Next melt your sugar and citric acid in a small bath of boiling water. When they're fully dissolved mix them together with the lemon juice, lemon zest and mint leaves (if using), and stir them all into the flower bath. Cover and let the whole thing cool down.
Set your covered mixture somewhere cool and dry (the china cupboard was my spot), undisturbed, for two to four days (mine sat for four). Above is how it looked on day three. I gave it a little stir and tasted it, and decided to leave it for a fourth day.
After four days, I was ready to bottle. I found some pretty half litre bottles with stoppers at my local kitchen supply store, and had enough cordial to fill three, plus a one litre bottle to keep for ourselves.
You can strain the mixture through a fine sieve or cheesecloth, and use a sterilized funnel to pour it into your (sterilized) bottles.
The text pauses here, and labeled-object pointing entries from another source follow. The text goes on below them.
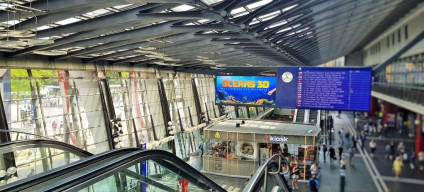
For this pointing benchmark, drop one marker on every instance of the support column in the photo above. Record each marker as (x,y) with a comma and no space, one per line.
(419,139)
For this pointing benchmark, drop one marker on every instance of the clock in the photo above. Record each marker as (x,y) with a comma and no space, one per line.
(287,77)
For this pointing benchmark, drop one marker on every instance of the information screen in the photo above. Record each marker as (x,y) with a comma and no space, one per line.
(246,87)
(327,88)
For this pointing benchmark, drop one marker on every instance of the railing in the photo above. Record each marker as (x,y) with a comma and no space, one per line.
(263,173)
(410,93)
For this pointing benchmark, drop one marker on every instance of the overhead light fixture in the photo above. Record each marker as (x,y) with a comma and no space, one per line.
(167,64)
(170,59)
(202,57)
(147,48)
(12,44)
(36,42)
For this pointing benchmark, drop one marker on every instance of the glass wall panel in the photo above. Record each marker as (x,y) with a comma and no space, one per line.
(206,90)
(51,105)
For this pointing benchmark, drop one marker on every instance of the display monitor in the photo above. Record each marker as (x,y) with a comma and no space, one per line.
(249,87)
(325,88)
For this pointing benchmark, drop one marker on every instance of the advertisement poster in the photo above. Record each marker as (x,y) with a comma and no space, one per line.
(246,90)
(325,88)
(246,149)
(263,155)
(218,166)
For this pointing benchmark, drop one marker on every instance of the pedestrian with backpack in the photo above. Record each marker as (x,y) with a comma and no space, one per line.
(313,184)
(324,149)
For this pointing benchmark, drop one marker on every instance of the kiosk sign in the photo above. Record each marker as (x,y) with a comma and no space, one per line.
(276,138)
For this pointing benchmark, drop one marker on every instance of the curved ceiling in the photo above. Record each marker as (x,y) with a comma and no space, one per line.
(203,34)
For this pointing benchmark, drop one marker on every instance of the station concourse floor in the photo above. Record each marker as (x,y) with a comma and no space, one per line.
(364,176)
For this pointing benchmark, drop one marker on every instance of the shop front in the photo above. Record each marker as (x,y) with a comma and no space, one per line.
(236,149)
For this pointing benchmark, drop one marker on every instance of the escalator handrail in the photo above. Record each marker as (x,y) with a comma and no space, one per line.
(90,176)
(256,179)
(33,143)
(25,133)
(45,176)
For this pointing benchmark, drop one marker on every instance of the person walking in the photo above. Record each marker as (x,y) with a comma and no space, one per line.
(401,149)
(341,133)
(397,166)
(356,121)
(340,151)
(342,174)
(201,149)
(351,152)
(373,147)
(54,126)
(313,184)
(31,173)
(332,154)
(347,136)
(363,137)
(354,140)
(391,150)
(412,157)
(314,169)
(421,160)
(295,176)
(324,149)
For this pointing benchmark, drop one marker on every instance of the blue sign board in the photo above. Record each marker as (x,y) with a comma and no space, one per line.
(327,88)
(246,90)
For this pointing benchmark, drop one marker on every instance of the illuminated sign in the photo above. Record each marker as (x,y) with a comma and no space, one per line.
(246,87)
(326,88)
(276,138)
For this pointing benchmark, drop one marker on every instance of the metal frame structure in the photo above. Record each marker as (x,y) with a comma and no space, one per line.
(197,34)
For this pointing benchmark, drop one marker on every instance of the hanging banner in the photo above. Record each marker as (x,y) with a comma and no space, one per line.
(250,87)
(326,88)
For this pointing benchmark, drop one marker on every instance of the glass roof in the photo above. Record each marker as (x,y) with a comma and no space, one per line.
(289,20)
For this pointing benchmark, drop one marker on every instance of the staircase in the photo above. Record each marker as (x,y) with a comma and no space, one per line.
(300,115)
(313,114)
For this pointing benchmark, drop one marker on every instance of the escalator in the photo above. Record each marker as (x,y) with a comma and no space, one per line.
(130,169)
(300,115)
(270,176)
(26,158)
(127,169)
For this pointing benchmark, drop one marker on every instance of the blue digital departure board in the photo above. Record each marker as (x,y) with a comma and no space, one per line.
(327,88)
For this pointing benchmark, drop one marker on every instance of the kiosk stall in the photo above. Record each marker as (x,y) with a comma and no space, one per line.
(237,148)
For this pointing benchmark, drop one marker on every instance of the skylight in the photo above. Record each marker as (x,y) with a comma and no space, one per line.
(238,10)
(258,4)
(254,21)
(68,21)
(11,22)
(283,22)
(210,2)
(285,29)
(203,20)
(275,13)
(182,8)
(288,8)
(43,27)
(121,6)
(96,13)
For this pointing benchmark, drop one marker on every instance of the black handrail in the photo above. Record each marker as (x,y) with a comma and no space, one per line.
(256,179)
(12,145)
(51,174)
(88,177)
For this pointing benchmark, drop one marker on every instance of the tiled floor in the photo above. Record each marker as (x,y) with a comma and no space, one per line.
(364,176)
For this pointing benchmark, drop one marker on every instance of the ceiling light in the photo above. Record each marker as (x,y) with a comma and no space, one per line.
(147,48)
(35,42)
(17,33)
(51,53)
(12,44)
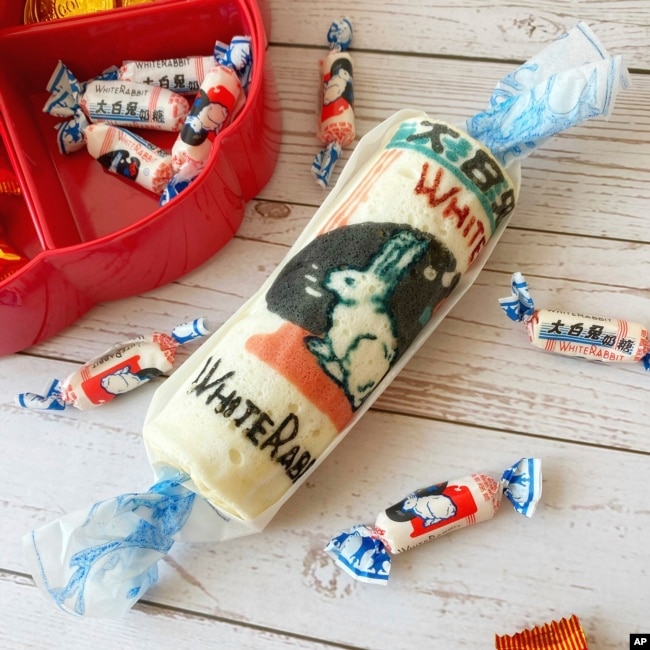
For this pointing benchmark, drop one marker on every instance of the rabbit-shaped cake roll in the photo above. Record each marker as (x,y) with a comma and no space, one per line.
(264,398)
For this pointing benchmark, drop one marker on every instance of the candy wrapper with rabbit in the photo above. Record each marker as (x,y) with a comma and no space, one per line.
(252,413)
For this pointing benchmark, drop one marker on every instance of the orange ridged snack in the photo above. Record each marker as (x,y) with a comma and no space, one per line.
(565,634)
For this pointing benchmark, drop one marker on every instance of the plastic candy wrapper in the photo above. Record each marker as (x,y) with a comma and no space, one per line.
(129,156)
(182,75)
(107,100)
(565,634)
(336,126)
(573,334)
(364,552)
(220,97)
(119,369)
(235,430)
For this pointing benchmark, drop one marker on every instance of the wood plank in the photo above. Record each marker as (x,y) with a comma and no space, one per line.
(29,620)
(469,28)
(377,464)
(461,371)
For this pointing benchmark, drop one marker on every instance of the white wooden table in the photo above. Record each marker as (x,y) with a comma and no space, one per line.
(476,397)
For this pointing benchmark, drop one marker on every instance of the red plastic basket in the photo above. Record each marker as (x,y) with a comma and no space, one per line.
(89,235)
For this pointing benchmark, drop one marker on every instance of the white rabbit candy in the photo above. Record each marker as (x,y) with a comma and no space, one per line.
(121,368)
(428,513)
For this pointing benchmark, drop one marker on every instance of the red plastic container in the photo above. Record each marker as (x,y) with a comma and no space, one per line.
(89,235)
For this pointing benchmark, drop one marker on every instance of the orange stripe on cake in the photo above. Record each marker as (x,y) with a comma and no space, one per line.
(342,215)
(285,351)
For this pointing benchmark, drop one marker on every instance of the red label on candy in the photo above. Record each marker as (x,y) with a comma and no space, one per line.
(440,510)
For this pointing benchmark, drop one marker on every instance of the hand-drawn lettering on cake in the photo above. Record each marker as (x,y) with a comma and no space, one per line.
(362,293)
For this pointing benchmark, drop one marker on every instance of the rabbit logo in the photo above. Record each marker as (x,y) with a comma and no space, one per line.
(124,379)
(432,509)
(361,343)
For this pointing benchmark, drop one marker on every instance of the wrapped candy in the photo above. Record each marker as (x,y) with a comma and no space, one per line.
(10,259)
(573,334)
(37,11)
(107,100)
(119,369)
(336,125)
(233,433)
(221,95)
(565,634)
(183,75)
(365,552)
(129,156)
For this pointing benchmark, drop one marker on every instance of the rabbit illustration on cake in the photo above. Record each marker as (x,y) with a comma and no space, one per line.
(361,341)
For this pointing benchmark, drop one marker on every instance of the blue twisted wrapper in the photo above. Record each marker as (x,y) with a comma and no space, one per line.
(64,101)
(339,35)
(571,80)
(519,306)
(111,558)
(238,56)
(324,163)
(361,552)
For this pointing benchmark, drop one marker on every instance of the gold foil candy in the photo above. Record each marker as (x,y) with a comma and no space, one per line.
(37,11)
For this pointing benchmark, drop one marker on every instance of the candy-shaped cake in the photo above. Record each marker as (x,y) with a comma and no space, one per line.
(285,376)
(239,426)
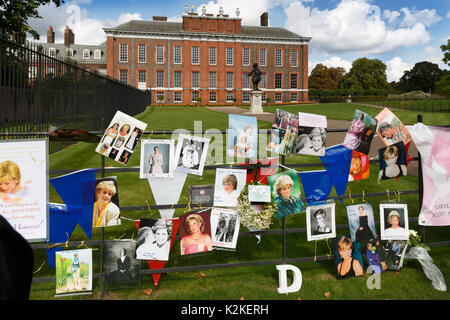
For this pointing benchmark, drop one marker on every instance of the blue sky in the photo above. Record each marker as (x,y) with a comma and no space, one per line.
(400,33)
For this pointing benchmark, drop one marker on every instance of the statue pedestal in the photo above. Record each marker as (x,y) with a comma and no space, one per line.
(256,102)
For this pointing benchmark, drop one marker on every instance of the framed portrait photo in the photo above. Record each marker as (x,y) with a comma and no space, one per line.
(191,153)
(121,137)
(24,189)
(394,221)
(157,159)
(320,221)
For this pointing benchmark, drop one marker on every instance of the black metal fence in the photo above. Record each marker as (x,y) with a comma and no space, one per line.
(38,90)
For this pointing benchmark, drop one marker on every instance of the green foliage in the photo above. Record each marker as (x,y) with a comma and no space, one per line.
(366,74)
(15,15)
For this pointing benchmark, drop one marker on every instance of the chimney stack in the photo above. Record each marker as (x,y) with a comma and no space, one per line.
(69,37)
(265,19)
(50,35)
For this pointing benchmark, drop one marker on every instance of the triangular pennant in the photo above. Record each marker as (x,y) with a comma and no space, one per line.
(316,185)
(155,264)
(337,160)
(166,191)
(77,190)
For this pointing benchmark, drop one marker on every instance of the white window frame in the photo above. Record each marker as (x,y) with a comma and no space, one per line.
(229,53)
(177,55)
(123,52)
(195,55)
(142,53)
(212,56)
(245,56)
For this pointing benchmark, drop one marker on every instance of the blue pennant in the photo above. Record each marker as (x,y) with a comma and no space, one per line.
(316,185)
(337,160)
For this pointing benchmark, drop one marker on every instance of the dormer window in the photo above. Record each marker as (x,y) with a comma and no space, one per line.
(86,54)
(97,54)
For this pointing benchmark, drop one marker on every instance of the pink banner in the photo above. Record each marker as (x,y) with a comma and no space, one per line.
(433,144)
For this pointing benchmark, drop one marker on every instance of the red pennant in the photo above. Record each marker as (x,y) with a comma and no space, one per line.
(157,264)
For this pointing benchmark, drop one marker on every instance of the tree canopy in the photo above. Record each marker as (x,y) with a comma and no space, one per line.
(14,15)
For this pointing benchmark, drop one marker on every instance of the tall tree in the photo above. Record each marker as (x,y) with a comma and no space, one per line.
(14,15)
(422,76)
(325,78)
(366,74)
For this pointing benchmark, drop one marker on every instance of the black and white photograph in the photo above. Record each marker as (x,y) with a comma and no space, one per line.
(156,159)
(224,228)
(320,221)
(201,196)
(121,137)
(394,221)
(153,241)
(228,186)
(312,132)
(191,154)
(122,269)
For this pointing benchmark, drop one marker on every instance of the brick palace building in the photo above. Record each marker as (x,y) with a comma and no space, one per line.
(208,56)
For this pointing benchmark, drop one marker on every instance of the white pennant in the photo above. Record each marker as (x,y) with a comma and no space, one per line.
(166,191)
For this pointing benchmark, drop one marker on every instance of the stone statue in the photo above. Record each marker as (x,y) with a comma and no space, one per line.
(256,76)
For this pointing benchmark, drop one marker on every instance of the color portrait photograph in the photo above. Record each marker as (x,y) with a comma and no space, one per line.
(156,159)
(285,188)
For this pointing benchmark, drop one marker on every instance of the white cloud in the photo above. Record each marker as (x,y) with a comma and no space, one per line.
(332,62)
(357,26)
(395,69)
(86,30)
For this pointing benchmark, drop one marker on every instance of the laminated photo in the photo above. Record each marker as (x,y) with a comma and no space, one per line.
(195,233)
(106,212)
(73,272)
(228,186)
(285,188)
(120,139)
(259,193)
(361,222)
(242,137)
(224,228)
(392,161)
(201,195)
(320,221)
(390,129)
(154,237)
(359,167)
(360,134)
(24,192)
(394,221)
(312,132)
(191,154)
(287,123)
(122,269)
(156,159)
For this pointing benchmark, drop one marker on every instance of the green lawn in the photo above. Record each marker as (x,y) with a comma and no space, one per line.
(256,282)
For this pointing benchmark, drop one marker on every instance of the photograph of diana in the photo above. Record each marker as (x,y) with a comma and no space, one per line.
(106,211)
(191,154)
(122,269)
(154,239)
(156,159)
(392,161)
(394,221)
(228,186)
(224,228)
(195,233)
(320,221)
(285,187)
(361,222)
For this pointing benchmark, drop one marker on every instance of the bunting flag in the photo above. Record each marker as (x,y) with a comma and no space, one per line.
(156,264)
(337,160)
(316,186)
(167,191)
(432,143)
You can see how concentrated my mixture was from the deep yellow color; most elderflower cordial is a lot paler in hue than this. My cordial tastes good at a ratio of 1 part syrup to four parts water. Because this only lasts about a month, I didn't make too much. Next time, though, I'll make more, and freeze it into ice cubes which I'd then store in freezer bags. That way I could just thaw what I wanted in advance, and have it to drink year round. Yum!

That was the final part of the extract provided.